3. Acknowledge their exclusive likes and dislikes.
Although we love dressing the siblings in matching clothes, that’s only cute until they grow old enough to decide what their look is. When raising siblings, there will be times when they would prefer to do things on their own rather than together. And when that happens, we support them in whatever way we can. While siblings do love each other, they don’t want to live in each other’s shadow forever.
At the same time, it helps them establish their own friend groups beyond their sibling. Even siblings need a break from each other every now and then!
4. Always give them equal “air time.”
Siblings will compete for attention but providing them equal time to air out their issues and tell their stories sends two messages: 1) both of their stories are equally important, and 2) you acknowledge that they are also two different people. This tip however is for older kids, starting from tween to all the way into adulthood.
5. Don’t force the sibling to participate in what the other sibling likes.
The unequal treatment usually starts here: one sibling has to do what the other sibling likes. It usually starts with restaurants, especially if one sibling is a picky eater. While some children are not too fussy with their food, it helps if we ask the non-picky ones every so often what they would like to do. That way, they still feel part of the family.
6. Make sure siblings reciprocate goodwill to one another.
Teach them that all forms of goodwill between siblings should be reciprocated.
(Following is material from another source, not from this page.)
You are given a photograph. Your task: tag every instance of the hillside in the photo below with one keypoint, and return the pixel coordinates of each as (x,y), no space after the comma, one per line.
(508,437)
That way, they will always support each other. A lot of the bitterness usually comes from the lack of validation from either the parent or the sibling in question. But by reminding them to always to return the favor, it keeps things fair and transparent between the two.
Raising loving siblings needs us to be fair and impartial.
Although we have our biases and preferences for certain personalities and behaviors, that’s what usually leads to tense sibling rivalries. Raising siblings to have a loving relationship, whether they have a big age gap or not, demands a certain level of impartiality and fairness because it shows that we love them equally.
But the balancing act between empathy and fairness is a delicate one, especially when our kids have certain quirks and pet peeves inherited from our partners. It’s an exercise of patience, for sure. However, we know that the hard work will definitely pay off.